C’est une marée humaine formée par des centaines de milliers de protestataires vêtus de noir. « Nous voulons le retrait de la loi » sur l’extradition, réclament ces manifestants qui ont contraint le gouvernement de Hong Kong à reculer, sans que leurs craintes ni leur colère ne soient apaisées.

Après une manifestation géante il y a une semaine, après les pires violences politiques depuis la rétrocession en 1997 de l’ex-colonie britannique à la Chine, les Hongkongais ont livré dimanche une nouvelle démonstration de force.

L’immense cortège des manifestants a défilé en rang serré dans le coeur de la mégapole hérissée de gratte-ciel, occupant quatre artères principales;

Plus que jamais, ils sont déterminés à défendre leurs libertés.

Certains portent des rubans blancs en hommage à un militant mort samedi en chutant du toît d’un centre commercial où il avait déplié une banderole.

D’autres brandissent des photos des affrontements qui ont opposé mercredi policiers anti-émeutes et des jeunes manifestants. « Police de Hong Kong, tu dois nous protéger, pas nous tirer dessus », peut-on lire sur une banderole.

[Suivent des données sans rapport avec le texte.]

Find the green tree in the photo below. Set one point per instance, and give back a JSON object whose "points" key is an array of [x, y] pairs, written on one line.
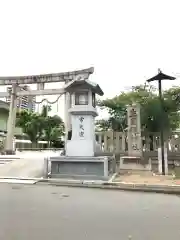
{"points": [[147, 97], [40, 126], [31, 124]]}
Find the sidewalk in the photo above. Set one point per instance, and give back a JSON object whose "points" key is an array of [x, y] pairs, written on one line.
{"points": [[147, 179]]}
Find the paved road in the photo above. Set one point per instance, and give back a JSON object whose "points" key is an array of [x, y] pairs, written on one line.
{"points": [[49, 212]]}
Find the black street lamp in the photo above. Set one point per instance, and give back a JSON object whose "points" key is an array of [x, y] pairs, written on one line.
{"points": [[159, 77]]}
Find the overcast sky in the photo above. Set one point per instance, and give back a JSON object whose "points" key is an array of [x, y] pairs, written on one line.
{"points": [[125, 40]]}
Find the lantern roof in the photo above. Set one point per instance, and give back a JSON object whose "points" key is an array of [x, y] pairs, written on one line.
{"points": [[161, 76], [82, 82]]}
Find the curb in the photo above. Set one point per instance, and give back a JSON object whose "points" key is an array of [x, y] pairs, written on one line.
{"points": [[113, 186], [99, 184]]}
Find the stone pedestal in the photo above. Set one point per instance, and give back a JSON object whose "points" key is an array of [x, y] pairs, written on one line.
{"points": [[82, 142], [85, 168]]}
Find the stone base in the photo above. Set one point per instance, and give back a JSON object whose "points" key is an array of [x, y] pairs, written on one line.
{"points": [[10, 152], [85, 168], [134, 163]]}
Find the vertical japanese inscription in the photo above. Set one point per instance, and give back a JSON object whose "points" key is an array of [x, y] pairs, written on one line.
{"points": [[81, 127]]}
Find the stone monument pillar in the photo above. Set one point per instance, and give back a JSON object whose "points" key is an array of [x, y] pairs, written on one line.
{"points": [[134, 131], [9, 149]]}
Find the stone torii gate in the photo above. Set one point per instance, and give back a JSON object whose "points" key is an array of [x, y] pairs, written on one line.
{"points": [[40, 80]]}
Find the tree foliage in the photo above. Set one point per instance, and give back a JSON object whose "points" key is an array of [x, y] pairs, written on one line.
{"points": [[40, 126], [151, 116]]}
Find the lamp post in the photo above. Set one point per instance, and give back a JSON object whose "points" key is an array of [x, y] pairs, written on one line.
{"points": [[159, 77]]}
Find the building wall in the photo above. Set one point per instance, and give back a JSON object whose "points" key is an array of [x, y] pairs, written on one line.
{"points": [[3, 122]]}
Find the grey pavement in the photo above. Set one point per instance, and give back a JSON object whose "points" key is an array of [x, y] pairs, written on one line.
{"points": [[30, 164], [49, 212]]}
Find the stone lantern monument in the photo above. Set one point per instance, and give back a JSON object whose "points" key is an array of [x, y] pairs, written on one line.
{"points": [[81, 159], [82, 112]]}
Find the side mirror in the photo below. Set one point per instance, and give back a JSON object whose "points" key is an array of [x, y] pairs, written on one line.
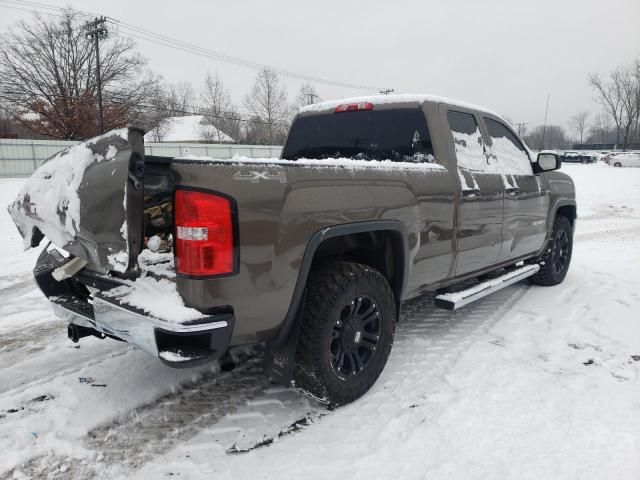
{"points": [[546, 162]]}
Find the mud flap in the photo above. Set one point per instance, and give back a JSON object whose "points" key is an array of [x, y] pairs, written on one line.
{"points": [[280, 360]]}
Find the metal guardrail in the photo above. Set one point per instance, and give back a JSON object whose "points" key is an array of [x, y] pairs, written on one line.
{"points": [[19, 158]]}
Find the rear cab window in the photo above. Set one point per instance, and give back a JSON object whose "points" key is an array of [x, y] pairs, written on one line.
{"points": [[468, 142], [397, 134]]}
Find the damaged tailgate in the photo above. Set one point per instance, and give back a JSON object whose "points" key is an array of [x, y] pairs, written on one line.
{"points": [[88, 200]]}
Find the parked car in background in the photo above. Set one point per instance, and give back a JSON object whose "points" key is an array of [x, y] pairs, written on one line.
{"points": [[627, 159], [577, 157]]}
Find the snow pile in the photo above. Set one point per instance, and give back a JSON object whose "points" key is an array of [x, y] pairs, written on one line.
{"points": [[157, 297], [188, 128], [159, 264]]}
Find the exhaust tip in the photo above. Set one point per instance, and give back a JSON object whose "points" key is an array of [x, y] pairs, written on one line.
{"points": [[226, 362], [73, 333]]}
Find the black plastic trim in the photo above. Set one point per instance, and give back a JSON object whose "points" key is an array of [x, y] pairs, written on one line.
{"points": [[235, 225], [314, 242]]}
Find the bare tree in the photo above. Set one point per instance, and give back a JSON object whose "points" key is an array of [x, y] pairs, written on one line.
{"points": [[220, 111], [307, 95], [267, 103], [5, 121], [47, 70], [180, 99], [620, 96], [602, 130], [579, 123], [554, 137]]}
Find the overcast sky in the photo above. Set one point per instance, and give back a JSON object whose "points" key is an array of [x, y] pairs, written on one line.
{"points": [[503, 54]]}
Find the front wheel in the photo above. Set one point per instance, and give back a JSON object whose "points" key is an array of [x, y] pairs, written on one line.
{"points": [[347, 331], [554, 262]]}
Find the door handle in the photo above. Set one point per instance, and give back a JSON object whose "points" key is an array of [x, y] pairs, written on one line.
{"points": [[467, 192]]}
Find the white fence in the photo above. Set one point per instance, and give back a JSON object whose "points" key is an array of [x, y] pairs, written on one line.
{"points": [[19, 158]]}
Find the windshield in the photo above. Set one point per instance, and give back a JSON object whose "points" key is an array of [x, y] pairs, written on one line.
{"points": [[397, 134]]}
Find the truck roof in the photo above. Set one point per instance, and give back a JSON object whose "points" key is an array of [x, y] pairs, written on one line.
{"points": [[393, 99]]}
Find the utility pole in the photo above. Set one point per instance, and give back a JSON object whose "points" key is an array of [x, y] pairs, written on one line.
{"points": [[97, 30], [544, 128], [312, 97], [522, 128]]}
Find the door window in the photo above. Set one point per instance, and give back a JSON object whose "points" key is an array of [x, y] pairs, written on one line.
{"points": [[511, 155], [468, 142]]}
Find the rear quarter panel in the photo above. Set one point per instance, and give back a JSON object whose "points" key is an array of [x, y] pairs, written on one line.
{"points": [[278, 214]]}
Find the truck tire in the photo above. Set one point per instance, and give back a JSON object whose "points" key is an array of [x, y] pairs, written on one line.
{"points": [[554, 262], [347, 330]]}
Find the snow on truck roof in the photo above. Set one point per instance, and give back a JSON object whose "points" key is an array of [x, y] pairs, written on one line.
{"points": [[397, 98]]}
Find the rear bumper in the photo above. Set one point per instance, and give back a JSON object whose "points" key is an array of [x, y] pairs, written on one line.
{"points": [[178, 345]]}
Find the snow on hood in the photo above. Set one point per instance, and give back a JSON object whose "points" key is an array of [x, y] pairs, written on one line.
{"points": [[49, 199]]}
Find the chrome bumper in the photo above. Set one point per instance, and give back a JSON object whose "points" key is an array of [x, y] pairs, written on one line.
{"points": [[211, 335], [176, 344]]}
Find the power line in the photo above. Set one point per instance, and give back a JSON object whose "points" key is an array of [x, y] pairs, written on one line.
{"points": [[164, 40]]}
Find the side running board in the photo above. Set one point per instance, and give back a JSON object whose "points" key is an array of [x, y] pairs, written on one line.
{"points": [[453, 301]]}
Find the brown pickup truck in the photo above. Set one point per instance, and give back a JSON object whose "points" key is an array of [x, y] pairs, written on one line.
{"points": [[374, 200]]}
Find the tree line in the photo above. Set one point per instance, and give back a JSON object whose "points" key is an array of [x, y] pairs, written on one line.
{"points": [[48, 86], [618, 121]]}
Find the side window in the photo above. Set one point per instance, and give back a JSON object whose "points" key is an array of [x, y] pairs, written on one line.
{"points": [[511, 155], [468, 142]]}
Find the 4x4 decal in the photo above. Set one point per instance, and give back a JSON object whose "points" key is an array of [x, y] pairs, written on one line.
{"points": [[255, 177]]}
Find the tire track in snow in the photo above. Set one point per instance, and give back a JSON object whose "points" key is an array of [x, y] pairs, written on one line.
{"points": [[242, 405]]}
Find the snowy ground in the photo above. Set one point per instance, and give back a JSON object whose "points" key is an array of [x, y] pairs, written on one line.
{"points": [[529, 383]]}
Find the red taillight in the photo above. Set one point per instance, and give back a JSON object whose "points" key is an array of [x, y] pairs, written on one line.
{"points": [[354, 107], [204, 234]]}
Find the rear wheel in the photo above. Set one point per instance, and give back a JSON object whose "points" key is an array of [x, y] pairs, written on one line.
{"points": [[347, 331], [554, 262]]}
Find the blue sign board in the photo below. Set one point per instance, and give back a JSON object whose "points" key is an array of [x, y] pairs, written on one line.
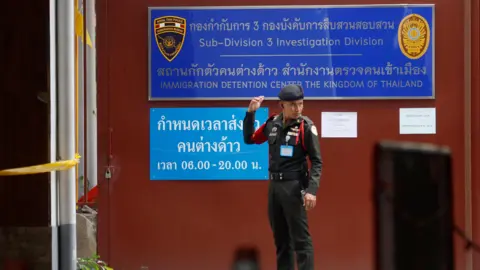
{"points": [[334, 52], [205, 144]]}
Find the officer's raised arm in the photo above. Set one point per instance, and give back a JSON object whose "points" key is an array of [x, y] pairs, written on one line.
{"points": [[312, 145], [250, 136]]}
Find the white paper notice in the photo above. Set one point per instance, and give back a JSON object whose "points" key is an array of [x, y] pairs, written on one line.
{"points": [[339, 124], [417, 121]]}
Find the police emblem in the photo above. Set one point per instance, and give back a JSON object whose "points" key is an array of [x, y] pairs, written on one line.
{"points": [[170, 34], [414, 36]]}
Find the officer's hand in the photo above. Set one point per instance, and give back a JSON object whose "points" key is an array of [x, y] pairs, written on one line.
{"points": [[255, 103], [309, 201]]}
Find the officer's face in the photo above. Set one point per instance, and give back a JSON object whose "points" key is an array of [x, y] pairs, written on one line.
{"points": [[292, 109]]}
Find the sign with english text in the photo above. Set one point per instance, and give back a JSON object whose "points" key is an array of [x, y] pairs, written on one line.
{"points": [[334, 52], [205, 144]]}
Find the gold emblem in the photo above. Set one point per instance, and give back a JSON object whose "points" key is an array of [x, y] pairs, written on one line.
{"points": [[170, 34], [414, 36]]}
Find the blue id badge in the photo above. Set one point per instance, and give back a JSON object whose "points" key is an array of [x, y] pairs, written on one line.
{"points": [[286, 150]]}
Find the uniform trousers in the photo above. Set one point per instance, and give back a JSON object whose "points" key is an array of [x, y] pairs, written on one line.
{"points": [[288, 220]]}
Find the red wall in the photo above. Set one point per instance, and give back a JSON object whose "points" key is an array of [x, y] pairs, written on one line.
{"points": [[197, 225]]}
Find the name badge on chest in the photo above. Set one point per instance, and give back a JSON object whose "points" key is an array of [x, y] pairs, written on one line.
{"points": [[286, 150]]}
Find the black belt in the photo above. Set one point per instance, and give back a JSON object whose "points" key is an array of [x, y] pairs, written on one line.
{"points": [[287, 176]]}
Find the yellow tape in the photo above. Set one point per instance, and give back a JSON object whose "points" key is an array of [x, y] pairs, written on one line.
{"points": [[43, 168]]}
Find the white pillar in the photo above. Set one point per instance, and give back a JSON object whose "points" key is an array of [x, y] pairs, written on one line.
{"points": [[53, 132], [66, 132]]}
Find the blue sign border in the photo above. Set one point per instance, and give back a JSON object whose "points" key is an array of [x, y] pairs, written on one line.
{"points": [[432, 40], [172, 131]]}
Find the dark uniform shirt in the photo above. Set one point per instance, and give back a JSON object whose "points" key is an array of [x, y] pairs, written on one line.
{"points": [[301, 134]]}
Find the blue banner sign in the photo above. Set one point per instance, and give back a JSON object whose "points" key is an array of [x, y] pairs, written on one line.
{"points": [[204, 144], [334, 52]]}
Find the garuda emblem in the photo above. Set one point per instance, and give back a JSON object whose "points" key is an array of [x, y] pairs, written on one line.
{"points": [[170, 34], [414, 36]]}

La cheffe du gouvernement local Carrie Lam a beau avoir suspendu la veille le projet de loi très controversé autorisant les extraditions vers la Chine continentale, dénoncé depuis des mois par l’opposition mais aussi par un large éventail de la société, les opposants sont inquiets.

« Nous voulons le retrait » définitif du texte, exige Angel, une étudiante infirmière de 21 ans.

« Si cette loi finit par passer, nous n’avons plus d’avenir », redoute pour sa part Mme Lee, 40 ans, en se cachant derrière une pancarte sur laquelle on lit: « Carrie Lam, démission — rentre chez toi ».

Comme tous les manifestants interrogés, elle refuse de donner son nom complet.